Check Point: Asia hardest hit in 'Gooligan' Android malware attacks
Check Point has uncovered a new variety of Android malware that is infecting more than 13,000 devices every day and is the first malware to root more than two million devices since the campaign began.
The malware, dubbed "Gooligan", roots Android devices in order to steal emails and authentication tokens. Attackers can use this information to steal data from Gmail, Google Docs, Google Drive, Google Photos, Google Play and G Suite.
“This theft of over a million Google account details is very alarming and represents the next stage of cyber attacks. We are seeing a shift in the strategy of hackers, who are now targeting mobile devices in order to obtain the sensitive information that is stored on them," says Michael Shaulov, head of mobile products at Check Point.
According to Check Point, it contacted Google 'immediately' and provided information about the malware.
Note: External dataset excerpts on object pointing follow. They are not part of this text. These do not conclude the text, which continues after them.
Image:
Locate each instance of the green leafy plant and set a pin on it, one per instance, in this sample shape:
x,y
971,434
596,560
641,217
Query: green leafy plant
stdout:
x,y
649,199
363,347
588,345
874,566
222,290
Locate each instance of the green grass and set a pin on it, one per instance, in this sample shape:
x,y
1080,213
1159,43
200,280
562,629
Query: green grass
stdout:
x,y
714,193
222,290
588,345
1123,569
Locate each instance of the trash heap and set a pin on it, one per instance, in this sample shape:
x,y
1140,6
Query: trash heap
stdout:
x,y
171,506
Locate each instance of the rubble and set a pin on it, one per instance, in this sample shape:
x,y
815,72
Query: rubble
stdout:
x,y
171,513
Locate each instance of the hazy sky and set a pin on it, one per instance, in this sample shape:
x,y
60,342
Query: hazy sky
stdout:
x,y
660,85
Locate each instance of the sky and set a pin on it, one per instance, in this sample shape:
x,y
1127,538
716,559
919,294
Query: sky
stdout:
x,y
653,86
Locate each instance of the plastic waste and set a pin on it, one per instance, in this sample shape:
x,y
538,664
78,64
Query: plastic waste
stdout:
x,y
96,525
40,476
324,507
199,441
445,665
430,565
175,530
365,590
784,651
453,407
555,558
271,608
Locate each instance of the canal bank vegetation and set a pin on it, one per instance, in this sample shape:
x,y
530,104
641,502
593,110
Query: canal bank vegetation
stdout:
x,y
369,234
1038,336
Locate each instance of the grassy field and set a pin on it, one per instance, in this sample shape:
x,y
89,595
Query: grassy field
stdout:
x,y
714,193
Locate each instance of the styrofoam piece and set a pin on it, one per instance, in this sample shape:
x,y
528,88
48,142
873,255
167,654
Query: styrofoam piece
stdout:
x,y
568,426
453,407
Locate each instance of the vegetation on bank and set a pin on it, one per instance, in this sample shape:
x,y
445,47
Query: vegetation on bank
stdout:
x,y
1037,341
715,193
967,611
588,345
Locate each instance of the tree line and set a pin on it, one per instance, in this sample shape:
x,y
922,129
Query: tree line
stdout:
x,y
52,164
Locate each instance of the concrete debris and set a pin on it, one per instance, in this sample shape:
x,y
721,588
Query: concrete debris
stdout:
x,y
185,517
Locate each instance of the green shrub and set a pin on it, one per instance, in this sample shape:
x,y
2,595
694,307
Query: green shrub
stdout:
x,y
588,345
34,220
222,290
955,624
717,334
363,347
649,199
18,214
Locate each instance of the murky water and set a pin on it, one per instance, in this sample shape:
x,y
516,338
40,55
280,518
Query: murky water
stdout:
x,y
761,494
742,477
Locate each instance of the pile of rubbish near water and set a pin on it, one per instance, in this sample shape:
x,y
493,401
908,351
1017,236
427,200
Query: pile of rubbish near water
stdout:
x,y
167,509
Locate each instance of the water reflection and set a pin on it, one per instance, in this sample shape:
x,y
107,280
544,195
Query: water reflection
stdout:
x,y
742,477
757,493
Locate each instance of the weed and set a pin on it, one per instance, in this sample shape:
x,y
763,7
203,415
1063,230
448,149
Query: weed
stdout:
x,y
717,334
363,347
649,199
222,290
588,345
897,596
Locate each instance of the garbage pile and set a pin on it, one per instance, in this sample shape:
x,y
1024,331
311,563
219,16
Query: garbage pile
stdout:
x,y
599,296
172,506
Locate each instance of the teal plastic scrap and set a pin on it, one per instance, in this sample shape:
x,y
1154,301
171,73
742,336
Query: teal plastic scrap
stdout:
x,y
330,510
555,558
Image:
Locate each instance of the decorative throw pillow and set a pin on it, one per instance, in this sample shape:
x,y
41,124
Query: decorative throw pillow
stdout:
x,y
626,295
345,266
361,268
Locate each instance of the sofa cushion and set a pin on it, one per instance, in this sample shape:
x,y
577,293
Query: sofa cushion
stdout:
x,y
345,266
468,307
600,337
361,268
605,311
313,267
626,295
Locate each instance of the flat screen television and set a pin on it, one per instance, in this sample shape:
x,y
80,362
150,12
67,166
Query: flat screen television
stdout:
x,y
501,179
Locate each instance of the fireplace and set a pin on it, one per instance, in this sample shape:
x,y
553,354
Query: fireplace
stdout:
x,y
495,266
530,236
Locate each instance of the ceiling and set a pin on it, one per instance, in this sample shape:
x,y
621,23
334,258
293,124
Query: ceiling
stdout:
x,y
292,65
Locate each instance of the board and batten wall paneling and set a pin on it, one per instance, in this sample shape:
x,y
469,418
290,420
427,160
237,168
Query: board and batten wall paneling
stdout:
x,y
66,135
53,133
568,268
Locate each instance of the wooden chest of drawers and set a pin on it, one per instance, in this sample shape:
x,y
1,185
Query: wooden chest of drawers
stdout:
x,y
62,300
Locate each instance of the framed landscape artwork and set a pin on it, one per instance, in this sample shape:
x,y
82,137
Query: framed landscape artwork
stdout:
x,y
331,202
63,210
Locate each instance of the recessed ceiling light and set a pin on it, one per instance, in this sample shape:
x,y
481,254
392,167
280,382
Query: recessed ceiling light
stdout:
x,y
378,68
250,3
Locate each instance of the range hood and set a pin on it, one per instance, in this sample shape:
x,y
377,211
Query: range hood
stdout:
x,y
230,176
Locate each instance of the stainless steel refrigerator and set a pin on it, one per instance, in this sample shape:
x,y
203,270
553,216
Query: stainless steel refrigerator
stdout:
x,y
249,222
Google has contacted affected users, revoked tokens, removed apps from the Ghost Push family on Google Play and added new Verify Apps protection. “We appreciate Check Point's partnership as we've worked together to understand and take action on these issues. As part of our ongoing efforts to protect users from the Ghost Push family of malware, we've taken numerous steps to protect our users and improve the security of the Android ecosystem overall,” says Adrian Ludwig, director of Android security at Google.
The Gooligan code has been around since its insertion in the SnapPea app, discovered last year. The new variant that has been targeting Android devices popped up in August 2016.
Gooligan targets devices running Android 4 (Jellybean and KitKat) as well as Android 5 (Lollipop), which collectively run on 74% of Android devices worldwide.
When users download a Gooligan-infected app on a vulnerable Android device or clicks on malicious phishing links in text messages, the attack begins. Attackers fraudulently download apps on Google Play and rate them on the victim's behalf.
40% of the infected devices are in Asia, and hundreds of the affected accounts have been from enterprise emails, Check Point says.
To help users check if their account has been breached, Check Point is offering a free online tool.
“If your account has been breached, a clean installation of an operating system on your mobile device is required. For further assistance, you should contact your phone manufacturer or mobile service provider,” Shaulov concludes.